# Convolutional Neural Networks

So far we've looked at feed-forward neural nets, which are designed for inputs of constant size, as well as recurrent networks, which are designed for sequences of data. In this chapter we will take a look at convolutional neural networks (CNNs).

## Motivation
The most popular application of CNNs is the processing of $2$-dimensional data, or more specifically images. We will motivate the use of CNNs by looking at an example from the MNIST dataset, which is used for handwritten digit recognition:

![31909713-d9046856-b7ef-11e7-98fe-8a1e133c0010.png](attachment:31909713-d9046856-b7ef-11e7-98fe-8a1e133c0010.png)
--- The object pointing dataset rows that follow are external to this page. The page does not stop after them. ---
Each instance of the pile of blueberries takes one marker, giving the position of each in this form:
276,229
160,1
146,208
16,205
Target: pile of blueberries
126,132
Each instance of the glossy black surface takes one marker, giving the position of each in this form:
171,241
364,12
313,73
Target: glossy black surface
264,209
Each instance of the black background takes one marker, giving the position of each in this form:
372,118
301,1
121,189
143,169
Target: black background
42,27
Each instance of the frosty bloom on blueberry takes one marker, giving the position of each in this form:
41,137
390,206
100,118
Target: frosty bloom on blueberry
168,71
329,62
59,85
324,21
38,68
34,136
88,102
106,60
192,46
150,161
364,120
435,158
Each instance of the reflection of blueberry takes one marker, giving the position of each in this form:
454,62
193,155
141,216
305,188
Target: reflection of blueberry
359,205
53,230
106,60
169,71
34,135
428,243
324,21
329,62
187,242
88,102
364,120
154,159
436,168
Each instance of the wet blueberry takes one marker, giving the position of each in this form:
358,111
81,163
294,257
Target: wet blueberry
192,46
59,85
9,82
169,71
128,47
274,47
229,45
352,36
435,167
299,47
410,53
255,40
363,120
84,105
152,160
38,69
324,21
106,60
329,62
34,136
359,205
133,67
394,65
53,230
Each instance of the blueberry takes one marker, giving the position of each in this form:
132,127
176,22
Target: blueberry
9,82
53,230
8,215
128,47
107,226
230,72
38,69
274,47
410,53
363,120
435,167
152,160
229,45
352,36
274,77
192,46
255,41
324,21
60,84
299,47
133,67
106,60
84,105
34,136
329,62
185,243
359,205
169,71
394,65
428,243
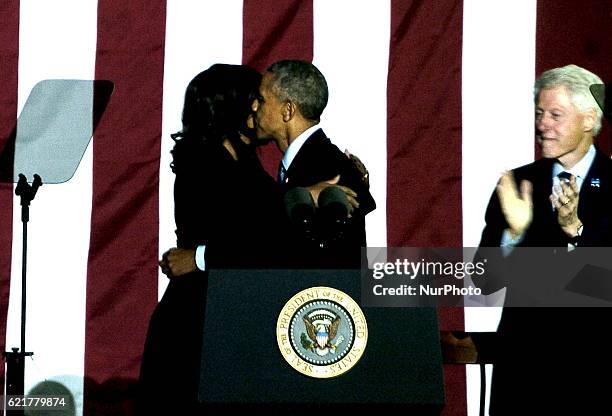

Suppose we would like to recognize which digit is written in this picture. If we assume that all our images have the same dimensions, say $10 \times 10$ pixels, we could take the raw pixel values and feed them into a feed-forward net with $10 * 10 = 100$ input neurons. The picture above, scaled down and converted to grayscale, would look like this:

\begin{equation*}
    \begin{pmatrix}
         0 &   0 &   0 &   0 &   0 &   0 &   0 &   0 &   0 &   0\\
         0 &   0 &   0 &   0 &  31 &   0 &   0 &   0 &   0 &   0\\
         0 &   0 &   0 &  18 & 158 &   0 &  74 &  68 &   0 &   0\\
         0 &   0 &   0 & 100 & 113 &   0 & 118 &  62 &   0 &   0\\
         0 &   0 &  41 & 184 &  14 &   0 & 145 &  22 &   0 &   0\\
         0 &   0 & 110 & 231 & 180 & 139 & 196 &  15 &   0 &   0\\
         0 &   0 &   4 &  29 &  63 &  96 & 161 &   5 &   0 &   0\\
         0 &   0 &   0 &   0 &   0 &  61 & 145 &   2 &   0 &   0\\
         0 &   0 &   0 &   0 &   0 &  50 &  83 &   0 &   0 &   0\\
         0 &   0 &   0 &   0 &   0 &   0 &   0 &   0 &   0 &   0\\
    \end{pmatrix}
\end{equation*}

Even for humans it is still quite easy to guess the number from this low-resolution matrix representation. And in fact feed-forward networks do perform well on this task. However, the architecture is not ideal: Consider a case where the $4$ is drawn identically, but only slightly shifted to the left. In that case we might end up with a matrix like this:

\begin{equation*}
    \begin{pmatrix}
         0 &   0 &   0 &   0 &   0 &   0 &   0 &   0 &   0 &   0\\
         0 &   0 &  31 &   0 &   0 &   0 &   0 &   0 &   0 &   0\\
         0 &  18 & 158 &   0 &  74 &  68 &   0 &   0 &   0 &   0\\
         0 & 100 & 113 &   0 & 118 &  62 &   0 &   0 &   0 &   0\\
         41 & 184 &  14 &   0 & 145 &  22 &   0 &   0 &   0 &   0\\
         110 & 231 & 180 & 139 & 196 &  15 &   0 &   0 &   0 &   0\\
         4 &  29 &  63 &  96 & 161 &   5 &   0 &   0 &   0 &   0\\
         0 &   0 &   0 &  61 & 145 &   2 &   0 &   0 &   0 &   0\\
         0 &   0 &   0 &  50 &  83 &   0 &   0 &   0 &   0 &   0\\
         0 &   0 &   0 &   0 &   0 &   0 &   0 &   0 &   0 &   0\\
    \end{pmatrix}
\end{equation*}

We can still see mostly the same values in the matrix, even in the same arrangement. However, if we were to feed this matrix into our feed-forward net, the same values from before would end up at different input neurons and hence different weights. This means that the model would need to learn to detect the same shape at every possible position to reliably find the corresponding digit. It would be much better to have a shared set of weights that is applied to all parts of the image, right? This is where CNNs come into play.

## Convolutional Layers
The main idea of CNNs is to have a _sliding window_, i.e. a weight matrix smaller than the original input, which is applied to multiple regions of the image. To demonstrate this, let's look at the following $5 \times 5$ input matrix:

![conv.png-1.png](attachment:conv.png-1.png)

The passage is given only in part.